Now, imagine you have cptsd from childhood neglect or trauma. In essence that means you have been handed a straw. And same as anyone else you can eat from the enormous buffet that is life. The catch is, you can only taste something if it will fit through the straw.
And, initially, you are fine with this. Because to you it doesn’t seem like a restriction or a limit, it is just the way things are. It is normal. And you know that your straw can be taken away from you by anyone at any time. So you treasure it, and you think how lucky you are that you aren’t left with nothing. You might be hungry, but you won’t die of starvation. That’s a good thing. That’s enough.
You sample your way down the table. As a child you take what you can find. At first the things that fall from the table. The items that hang over the edge. Things your fingers can just reach at the edge of this massive groaning board. Some things you yearn to try, but you know they won’t fit through your straw. You don’t ask for any help because if someone notices you, they could – no they would – take your straw away. You know that for certain. So better to be silent and hang at the fringes of the crowd as you all pass by the table each taking and sampling what they can, what they like.
Years pass and you grow taller. And as you grow you can see more and more of what is on the table. And with your straw you diligently gather what you can. It doesn’t matter that it is the cold oatmeal that congeals at the edges, this is life and you have never known anything else. So you have your straw, and things are good enough. You don’t worry. You don’t want better. Because you don’t know better exists.
One day though you notice that not everyone has a straw. Most people have these large vessels they call plates if they are flat or bowls if they are round. Some people have long metal skewers they use to reach the tastiest things that sit at the farthest distance. Some folk just grab from the table with huge hands shoving indiscriminately whatever they can grasp into their mouth.
Then you notice more. There are groups that seem to roam the table together. The bigger people help those smaller to reach things.

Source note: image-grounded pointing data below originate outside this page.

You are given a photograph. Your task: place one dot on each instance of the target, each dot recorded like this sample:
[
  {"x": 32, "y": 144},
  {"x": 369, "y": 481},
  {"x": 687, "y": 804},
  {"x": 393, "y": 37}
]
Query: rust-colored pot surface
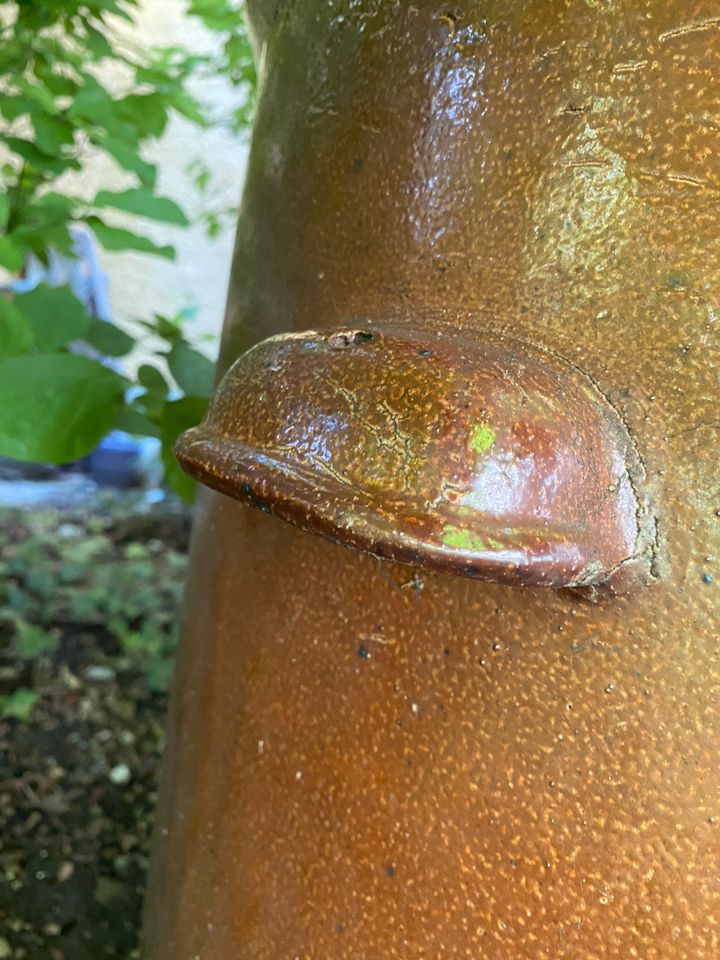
[{"x": 473, "y": 336}]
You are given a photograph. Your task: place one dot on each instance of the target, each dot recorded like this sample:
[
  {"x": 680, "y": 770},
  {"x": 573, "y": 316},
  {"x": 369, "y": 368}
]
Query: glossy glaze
[
  {"x": 476, "y": 458},
  {"x": 366, "y": 761}
]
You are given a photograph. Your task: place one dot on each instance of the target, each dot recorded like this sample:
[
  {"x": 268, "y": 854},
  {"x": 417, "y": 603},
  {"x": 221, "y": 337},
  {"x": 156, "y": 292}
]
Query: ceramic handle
[{"x": 490, "y": 460}]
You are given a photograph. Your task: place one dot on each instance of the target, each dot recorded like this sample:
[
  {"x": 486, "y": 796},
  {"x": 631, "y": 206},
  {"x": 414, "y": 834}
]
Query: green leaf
[
  {"x": 14, "y": 107},
  {"x": 39, "y": 93},
  {"x": 55, "y": 314},
  {"x": 143, "y": 203},
  {"x": 12, "y": 257},
  {"x": 18, "y": 705},
  {"x": 179, "y": 415},
  {"x": 108, "y": 339},
  {"x": 55, "y": 407},
  {"x": 116, "y": 238},
  {"x": 193, "y": 372},
  {"x": 151, "y": 378},
  {"x": 16, "y": 336},
  {"x": 31, "y": 641},
  {"x": 51, "y": 134},
  {"x": 37, "y": 159},
  {"x": 146, "y": 112}
]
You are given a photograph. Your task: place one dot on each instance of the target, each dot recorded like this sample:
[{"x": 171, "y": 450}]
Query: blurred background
[{"x": 124, "y": 128}]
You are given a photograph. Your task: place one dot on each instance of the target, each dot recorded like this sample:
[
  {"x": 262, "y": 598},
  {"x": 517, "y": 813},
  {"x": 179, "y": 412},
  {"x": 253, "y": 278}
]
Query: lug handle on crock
[{"x": 491, "y": 459}]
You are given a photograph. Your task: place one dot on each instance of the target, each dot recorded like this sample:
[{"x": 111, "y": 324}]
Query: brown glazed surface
[
  {"x": 367, "y": 761},
  {"x": 458, "y": 456}
]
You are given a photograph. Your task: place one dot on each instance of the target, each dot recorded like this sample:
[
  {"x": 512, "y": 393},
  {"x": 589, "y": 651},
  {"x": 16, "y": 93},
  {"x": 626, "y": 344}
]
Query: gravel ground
[{"x": 82, "y": 704}]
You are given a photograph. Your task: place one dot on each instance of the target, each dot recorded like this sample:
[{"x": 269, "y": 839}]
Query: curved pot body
[{"x": 403, "y": 758}]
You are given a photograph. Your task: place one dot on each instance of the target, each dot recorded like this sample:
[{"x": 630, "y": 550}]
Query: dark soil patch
[{"x": 85, "y": 673}]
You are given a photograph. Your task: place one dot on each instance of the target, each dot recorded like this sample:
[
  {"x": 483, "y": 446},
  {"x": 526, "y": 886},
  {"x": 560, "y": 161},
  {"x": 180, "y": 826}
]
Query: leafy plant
[{"x": 56, "y": 405}]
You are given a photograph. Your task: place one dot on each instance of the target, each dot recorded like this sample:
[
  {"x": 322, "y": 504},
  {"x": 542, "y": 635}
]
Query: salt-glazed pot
[{"x": 450, "y": 670}]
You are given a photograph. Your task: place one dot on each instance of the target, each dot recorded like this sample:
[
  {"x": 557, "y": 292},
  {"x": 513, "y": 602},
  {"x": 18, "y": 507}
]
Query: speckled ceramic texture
[{"x": 370, "y": 761}]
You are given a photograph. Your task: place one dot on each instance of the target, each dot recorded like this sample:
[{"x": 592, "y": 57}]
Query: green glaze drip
[
  {"x": 460, "y": 539},
  {"x": 482, "y": 438}
]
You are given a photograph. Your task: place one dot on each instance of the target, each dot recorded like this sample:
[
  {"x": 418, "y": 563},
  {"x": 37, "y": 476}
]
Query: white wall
[{"x": 139, "y": 284}]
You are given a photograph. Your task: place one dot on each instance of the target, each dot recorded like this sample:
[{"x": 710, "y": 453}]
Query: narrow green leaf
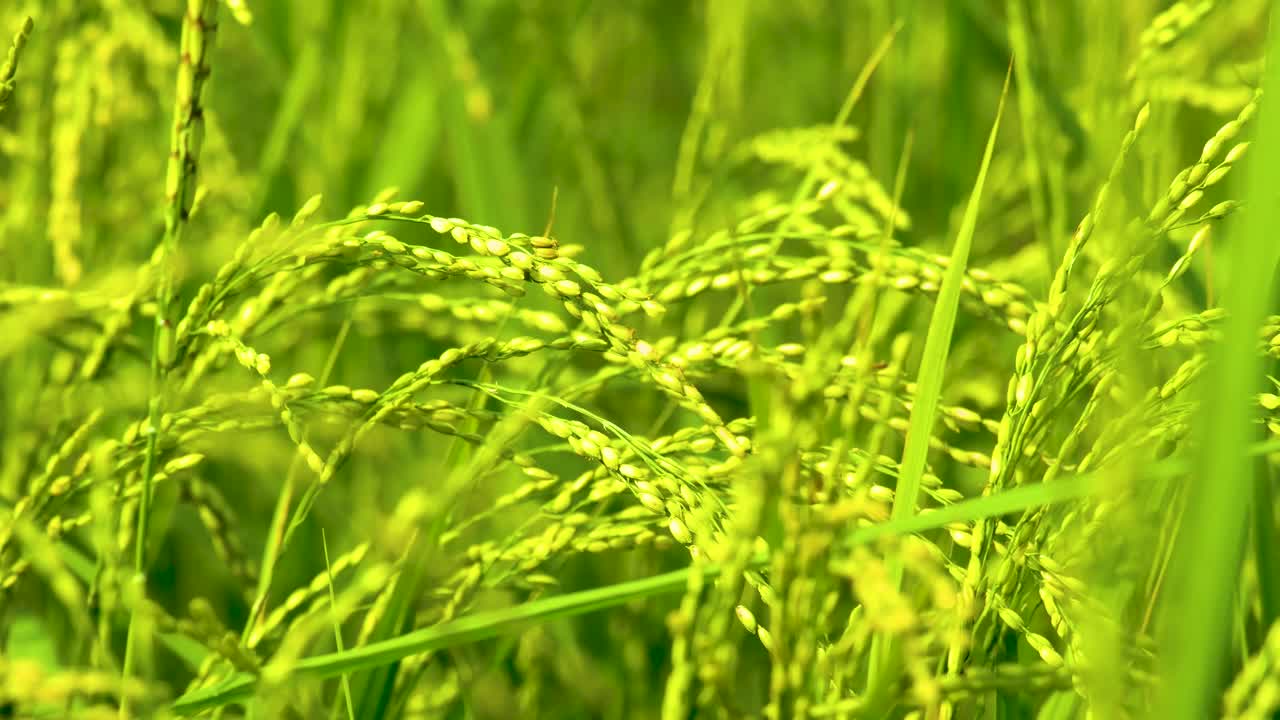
[
  {"x": 1205, "y": 577},
  {"x": 928, "y": 383}
]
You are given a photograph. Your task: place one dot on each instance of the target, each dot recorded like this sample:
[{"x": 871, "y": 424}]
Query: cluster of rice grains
[{"x": 534, "y": 440}]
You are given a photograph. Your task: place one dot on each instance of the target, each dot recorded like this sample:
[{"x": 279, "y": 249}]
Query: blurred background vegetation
[{"x": 615, "y": 124}]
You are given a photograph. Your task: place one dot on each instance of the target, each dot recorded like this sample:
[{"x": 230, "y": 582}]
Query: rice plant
[{"x": 728, "y": 359}]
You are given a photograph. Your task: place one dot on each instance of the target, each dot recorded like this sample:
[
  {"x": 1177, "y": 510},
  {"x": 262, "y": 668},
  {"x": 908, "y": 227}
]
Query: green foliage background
[{"x": 789, "y": 180}]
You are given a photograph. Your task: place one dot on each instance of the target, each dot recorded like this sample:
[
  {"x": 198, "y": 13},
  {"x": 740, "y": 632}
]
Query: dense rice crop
[{"x": 722, "y": 359}]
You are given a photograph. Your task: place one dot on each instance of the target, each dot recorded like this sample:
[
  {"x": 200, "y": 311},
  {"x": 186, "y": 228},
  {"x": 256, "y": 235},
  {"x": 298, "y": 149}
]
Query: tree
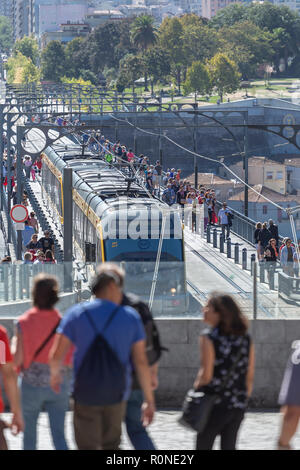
[
  {"x": 224, "y": 74},
  {"x": 76, "y": 58},
  {"x": 6, "y": 35},
  {"x": 197, "y": 80},
  {"x": 53, "y": 61},
  {"x": 144, "y": 35},
  {"x": 230, "y": 15},
  {"x": 31, "y": 73},
  {"x": 28, "y": 46},
  {"x": 131, "y": 66},
  {"x": 157, "y": 63}
]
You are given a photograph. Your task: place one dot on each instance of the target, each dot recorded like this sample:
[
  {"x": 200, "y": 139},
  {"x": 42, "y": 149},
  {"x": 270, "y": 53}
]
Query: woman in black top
[{"x": 226, "y": 342}]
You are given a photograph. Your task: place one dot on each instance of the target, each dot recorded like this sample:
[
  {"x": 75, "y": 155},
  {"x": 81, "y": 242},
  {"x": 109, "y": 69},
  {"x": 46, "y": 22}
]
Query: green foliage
[
  {"x": 53, "y": 61},
  {"x": 224, "y": 74},
  {"x": 6, "y": 35},
  {"x": 27, "y": 46},
  {"x": 197, "y": 79}
]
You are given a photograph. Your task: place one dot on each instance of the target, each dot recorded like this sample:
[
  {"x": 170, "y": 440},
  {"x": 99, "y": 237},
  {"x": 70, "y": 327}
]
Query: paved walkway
[{"x": 259, "y": 431}]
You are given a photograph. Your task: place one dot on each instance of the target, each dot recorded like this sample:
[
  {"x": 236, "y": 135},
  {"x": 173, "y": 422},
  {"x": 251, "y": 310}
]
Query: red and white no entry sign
[{"x": 19, "y": 213}]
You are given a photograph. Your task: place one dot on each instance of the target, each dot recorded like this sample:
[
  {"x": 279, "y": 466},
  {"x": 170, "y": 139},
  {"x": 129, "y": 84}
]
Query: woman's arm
[
  {"x": 206, "y": 371},
  {"x": 250, "y": 373}
]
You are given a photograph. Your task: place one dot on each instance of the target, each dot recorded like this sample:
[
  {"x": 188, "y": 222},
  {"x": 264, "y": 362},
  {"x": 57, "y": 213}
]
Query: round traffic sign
[{"x": 19, "y": 213}]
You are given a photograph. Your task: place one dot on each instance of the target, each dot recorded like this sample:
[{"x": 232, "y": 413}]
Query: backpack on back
[{"x": 101, "y": 378}]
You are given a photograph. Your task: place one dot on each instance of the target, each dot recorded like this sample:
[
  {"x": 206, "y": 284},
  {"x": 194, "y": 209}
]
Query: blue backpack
[{"x": 101, "y": 378}]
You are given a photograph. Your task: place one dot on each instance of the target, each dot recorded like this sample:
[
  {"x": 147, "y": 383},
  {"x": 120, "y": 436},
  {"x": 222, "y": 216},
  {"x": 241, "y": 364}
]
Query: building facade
[{"x": 6, "y": 8}]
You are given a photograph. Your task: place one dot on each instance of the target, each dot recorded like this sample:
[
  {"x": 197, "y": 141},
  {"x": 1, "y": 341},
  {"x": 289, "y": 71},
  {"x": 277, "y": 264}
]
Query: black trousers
[{"x": 223, "y": 422}]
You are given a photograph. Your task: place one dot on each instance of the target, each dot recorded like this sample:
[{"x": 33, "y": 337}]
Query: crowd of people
[{"x": 271, "y": 250}]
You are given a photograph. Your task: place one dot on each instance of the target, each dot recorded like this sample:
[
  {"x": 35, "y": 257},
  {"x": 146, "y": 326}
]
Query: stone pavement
[{"x": 259, "y": 431}]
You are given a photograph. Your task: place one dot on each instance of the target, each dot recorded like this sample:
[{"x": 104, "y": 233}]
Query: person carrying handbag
[
  {"x": 30, "y": 347},
  {"x": 227, "y": 356}
]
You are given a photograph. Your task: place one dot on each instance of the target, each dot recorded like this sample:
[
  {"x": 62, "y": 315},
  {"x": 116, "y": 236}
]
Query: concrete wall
[{"x": 179, "y": 366}]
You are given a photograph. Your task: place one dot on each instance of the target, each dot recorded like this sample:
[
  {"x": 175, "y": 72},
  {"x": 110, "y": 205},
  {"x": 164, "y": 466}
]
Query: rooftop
[{"x": 212, "y": 179}]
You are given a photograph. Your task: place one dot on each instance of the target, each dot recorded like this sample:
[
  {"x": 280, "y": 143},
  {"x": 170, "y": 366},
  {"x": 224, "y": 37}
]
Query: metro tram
[{"x": 116, "y": 219}]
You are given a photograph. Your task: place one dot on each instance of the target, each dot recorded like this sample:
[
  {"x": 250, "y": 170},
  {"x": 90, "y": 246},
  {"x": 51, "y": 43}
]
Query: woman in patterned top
[{"x": 224, "y": 344}]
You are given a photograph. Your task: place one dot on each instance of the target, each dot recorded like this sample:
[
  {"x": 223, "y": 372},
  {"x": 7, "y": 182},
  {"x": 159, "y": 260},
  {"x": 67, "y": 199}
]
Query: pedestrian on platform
[
  {"x": 264, "y": 236},
  {"x": 98, "y": 426},
  {"x": 33, "y": 340},
  {"x": 27, "y": 234},
  {"x": 47, "y": 242},
  {"x": 32, "y": 221},
  {"x": 224, "y": 220},
  {"x": 9, "y": 379},
  {"x": 273, "y": 229},
  {"x": 226, "y": 352}
]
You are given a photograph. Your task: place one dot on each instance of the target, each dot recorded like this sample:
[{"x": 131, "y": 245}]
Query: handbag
[{"x": 198, "y": 405}]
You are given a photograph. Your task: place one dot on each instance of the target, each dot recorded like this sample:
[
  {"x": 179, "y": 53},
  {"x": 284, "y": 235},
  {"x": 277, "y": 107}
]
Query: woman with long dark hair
[{"x": 227, "y": 356}]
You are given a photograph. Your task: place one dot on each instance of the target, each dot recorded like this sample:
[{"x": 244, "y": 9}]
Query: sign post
[{"x": 19, "y": 214}]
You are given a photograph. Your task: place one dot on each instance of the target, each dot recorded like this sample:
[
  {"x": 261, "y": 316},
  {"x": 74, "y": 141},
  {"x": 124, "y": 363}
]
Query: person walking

They even let the little people ride on their shoulders so they can see more. Some people march by with massive platters heaped high with only one thing, some have loaded baskets to feed others and some have sampled nearly everything on the table.
You suddenly realize you have a straw and how limited it is. Looking back along the table now you can see that it fades into the horizon. The table was heaped with variety and pleasures that you never imagined. It doesn’t matter that you know much of it could never have fit through your straw, even if you had known it was there, it is the knowledge of how limited you are that threatens to break you.
So you stand at a crux. Do you quit the table? Do you continue in the knowledge of all the life you will never taste while you only have a straw? Or, do you risk it all to ask for better?